The EU has repeatedly warned that Britain cannot expect to maintain the benefits of the European single market after Brexit, with chief negotiator Michel Barnier saying in July that "frictionless trade" with the EU was not possible.
However, the British government also said it wants to maintain a Common Travel Area, a pact that allows free movement between the United Kingdom and Ireland for British and Irish citizens.
And it rejected the idea of a customs border in the Irish Sea that separates England, Wales and Scotland from Ireland and Northern Ireland as "not constitutionally or economically viable."
Northern Ireland sold 2.7 billion pounds ($3.47 billion) of goods into Ireland in 2015, according to official figures, and many businesses have complex supply chains that involve crossing the border multiple times during the production process.
Commenting on the advance briefing of the position paper, the Irish government said it was "timely and helpful" and that it hoped enough progress could be made to move talks forward.

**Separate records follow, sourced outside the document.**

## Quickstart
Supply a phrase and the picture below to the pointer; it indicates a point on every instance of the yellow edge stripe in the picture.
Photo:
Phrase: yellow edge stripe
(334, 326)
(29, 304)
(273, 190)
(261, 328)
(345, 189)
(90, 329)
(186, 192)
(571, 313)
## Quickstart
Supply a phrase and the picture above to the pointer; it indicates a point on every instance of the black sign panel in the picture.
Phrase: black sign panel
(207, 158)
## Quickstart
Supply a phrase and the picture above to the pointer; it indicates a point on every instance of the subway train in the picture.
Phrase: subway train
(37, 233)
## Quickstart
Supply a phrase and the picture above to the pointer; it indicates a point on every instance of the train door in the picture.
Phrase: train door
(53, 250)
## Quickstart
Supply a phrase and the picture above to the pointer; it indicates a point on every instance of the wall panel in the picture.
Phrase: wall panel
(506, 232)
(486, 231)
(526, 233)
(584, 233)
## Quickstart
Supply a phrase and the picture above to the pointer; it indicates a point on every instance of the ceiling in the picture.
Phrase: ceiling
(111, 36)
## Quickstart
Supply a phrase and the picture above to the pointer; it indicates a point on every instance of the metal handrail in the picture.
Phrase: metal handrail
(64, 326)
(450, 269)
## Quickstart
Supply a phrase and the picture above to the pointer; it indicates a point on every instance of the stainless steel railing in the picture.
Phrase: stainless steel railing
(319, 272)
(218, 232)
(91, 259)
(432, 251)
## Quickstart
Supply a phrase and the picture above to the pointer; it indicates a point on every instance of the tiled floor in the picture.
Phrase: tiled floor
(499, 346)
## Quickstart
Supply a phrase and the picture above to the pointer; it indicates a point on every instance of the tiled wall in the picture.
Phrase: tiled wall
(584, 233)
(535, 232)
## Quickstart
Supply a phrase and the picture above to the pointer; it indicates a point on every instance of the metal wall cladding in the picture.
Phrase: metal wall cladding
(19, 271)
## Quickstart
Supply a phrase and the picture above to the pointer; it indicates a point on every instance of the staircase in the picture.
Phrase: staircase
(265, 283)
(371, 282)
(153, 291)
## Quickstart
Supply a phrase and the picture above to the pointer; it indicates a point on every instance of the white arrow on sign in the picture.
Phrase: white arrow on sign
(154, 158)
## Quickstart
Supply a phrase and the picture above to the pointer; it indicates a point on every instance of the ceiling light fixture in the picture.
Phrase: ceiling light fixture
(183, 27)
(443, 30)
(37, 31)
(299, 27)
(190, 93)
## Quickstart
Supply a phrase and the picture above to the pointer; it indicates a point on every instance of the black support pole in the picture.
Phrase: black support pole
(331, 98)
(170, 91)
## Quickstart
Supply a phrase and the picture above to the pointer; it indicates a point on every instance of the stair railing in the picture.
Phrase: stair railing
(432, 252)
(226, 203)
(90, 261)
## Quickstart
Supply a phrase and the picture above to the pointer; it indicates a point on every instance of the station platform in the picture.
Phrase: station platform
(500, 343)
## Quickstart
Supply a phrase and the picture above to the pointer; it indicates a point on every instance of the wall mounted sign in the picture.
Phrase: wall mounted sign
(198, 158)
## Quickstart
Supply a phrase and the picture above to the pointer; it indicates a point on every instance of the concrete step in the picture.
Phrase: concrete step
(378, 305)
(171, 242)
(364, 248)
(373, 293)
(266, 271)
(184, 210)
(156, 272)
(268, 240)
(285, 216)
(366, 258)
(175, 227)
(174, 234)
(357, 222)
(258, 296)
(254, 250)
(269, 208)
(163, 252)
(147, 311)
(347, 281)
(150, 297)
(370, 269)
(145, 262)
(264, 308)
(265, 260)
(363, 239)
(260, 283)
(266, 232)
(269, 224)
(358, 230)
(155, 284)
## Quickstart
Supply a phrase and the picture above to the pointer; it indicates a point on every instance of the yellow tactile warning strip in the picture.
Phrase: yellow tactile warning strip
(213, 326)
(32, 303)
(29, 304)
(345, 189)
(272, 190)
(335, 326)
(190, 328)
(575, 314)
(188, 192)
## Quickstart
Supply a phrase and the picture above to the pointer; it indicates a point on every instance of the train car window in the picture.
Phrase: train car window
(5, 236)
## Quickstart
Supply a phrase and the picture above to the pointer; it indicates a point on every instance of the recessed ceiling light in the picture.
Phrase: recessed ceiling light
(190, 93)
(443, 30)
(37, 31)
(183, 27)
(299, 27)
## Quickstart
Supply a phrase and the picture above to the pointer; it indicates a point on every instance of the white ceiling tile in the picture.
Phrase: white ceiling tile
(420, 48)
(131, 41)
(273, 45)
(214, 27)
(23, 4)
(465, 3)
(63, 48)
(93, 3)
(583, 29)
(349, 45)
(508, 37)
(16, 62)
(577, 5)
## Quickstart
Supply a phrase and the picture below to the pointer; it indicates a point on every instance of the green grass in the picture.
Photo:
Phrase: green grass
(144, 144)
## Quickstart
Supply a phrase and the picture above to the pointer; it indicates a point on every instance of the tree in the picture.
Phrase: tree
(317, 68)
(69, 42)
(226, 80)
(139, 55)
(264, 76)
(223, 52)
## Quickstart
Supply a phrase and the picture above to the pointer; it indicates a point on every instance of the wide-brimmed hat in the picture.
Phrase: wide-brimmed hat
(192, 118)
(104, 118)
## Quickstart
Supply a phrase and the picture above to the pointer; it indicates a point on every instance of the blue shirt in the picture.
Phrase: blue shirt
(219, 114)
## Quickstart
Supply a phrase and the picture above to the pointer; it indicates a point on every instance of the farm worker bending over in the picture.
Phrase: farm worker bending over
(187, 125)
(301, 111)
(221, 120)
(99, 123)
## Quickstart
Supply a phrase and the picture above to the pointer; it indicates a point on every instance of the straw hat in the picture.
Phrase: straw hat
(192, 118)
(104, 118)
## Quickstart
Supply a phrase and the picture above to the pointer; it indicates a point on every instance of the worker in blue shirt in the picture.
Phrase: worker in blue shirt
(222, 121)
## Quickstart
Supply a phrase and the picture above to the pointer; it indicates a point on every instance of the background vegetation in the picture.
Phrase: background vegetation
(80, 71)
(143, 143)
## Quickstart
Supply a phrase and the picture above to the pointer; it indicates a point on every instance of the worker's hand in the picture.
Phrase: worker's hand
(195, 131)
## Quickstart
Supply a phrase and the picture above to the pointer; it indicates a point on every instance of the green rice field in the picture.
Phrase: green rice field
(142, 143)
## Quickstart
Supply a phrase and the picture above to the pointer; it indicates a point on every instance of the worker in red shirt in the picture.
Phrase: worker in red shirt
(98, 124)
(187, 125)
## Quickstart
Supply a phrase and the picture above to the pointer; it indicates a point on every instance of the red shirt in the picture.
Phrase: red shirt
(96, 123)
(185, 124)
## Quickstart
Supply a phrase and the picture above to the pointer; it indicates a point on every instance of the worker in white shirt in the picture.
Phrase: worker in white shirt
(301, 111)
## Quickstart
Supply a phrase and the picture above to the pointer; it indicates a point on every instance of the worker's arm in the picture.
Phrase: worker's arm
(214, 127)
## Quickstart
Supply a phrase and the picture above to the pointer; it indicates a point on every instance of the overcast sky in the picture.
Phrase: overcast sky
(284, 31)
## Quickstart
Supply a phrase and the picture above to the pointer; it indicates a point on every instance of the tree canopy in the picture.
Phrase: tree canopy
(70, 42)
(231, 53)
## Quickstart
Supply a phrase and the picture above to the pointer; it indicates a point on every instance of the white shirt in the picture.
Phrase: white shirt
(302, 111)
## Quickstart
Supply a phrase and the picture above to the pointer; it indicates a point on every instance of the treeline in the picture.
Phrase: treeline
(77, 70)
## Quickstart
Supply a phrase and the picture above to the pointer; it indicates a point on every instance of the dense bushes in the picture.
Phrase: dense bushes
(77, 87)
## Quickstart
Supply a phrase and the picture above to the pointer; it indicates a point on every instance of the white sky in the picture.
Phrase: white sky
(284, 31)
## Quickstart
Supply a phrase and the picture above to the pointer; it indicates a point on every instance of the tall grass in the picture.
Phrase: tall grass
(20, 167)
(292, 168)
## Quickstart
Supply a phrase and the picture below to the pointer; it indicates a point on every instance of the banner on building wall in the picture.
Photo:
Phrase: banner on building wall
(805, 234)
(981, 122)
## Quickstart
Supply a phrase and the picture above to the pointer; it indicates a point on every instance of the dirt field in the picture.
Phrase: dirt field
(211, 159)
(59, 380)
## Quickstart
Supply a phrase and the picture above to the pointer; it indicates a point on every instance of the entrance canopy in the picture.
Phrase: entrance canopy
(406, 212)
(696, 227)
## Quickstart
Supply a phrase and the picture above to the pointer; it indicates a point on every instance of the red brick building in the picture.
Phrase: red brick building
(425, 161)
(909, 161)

"Protecting the Peace Process is crucial and it must not become a bargaining chip in the negotiations," the Irish government said in a statement, in reference to the Good Friday Agreement which was signed on April 10, 1998 after multi-party talks and led to the creation of an elected assembly in Belfast.
The border is one of three priority issues that the EU is insisting must be dealt with during the opening rounds of talks before moving on to Britain's future relationship with the bloc.
The first two rounds of divorce talks in Brussels have made limited progress, prompting the EU to warn the next phase — which Britain is keen to get to — could be delayed unless Prime Minister Theresa May's team come armed with more detail.
But pro-EU campaign group Open Britain said the government's proposal lacked specifics.
"They don't outline how a frictionless or seamless border can be achieved when the UK leaves the EU and won't reassure anybody about the impact of Brexit on Northern Ireland," Labour Party lawmaker Conor McGinn said.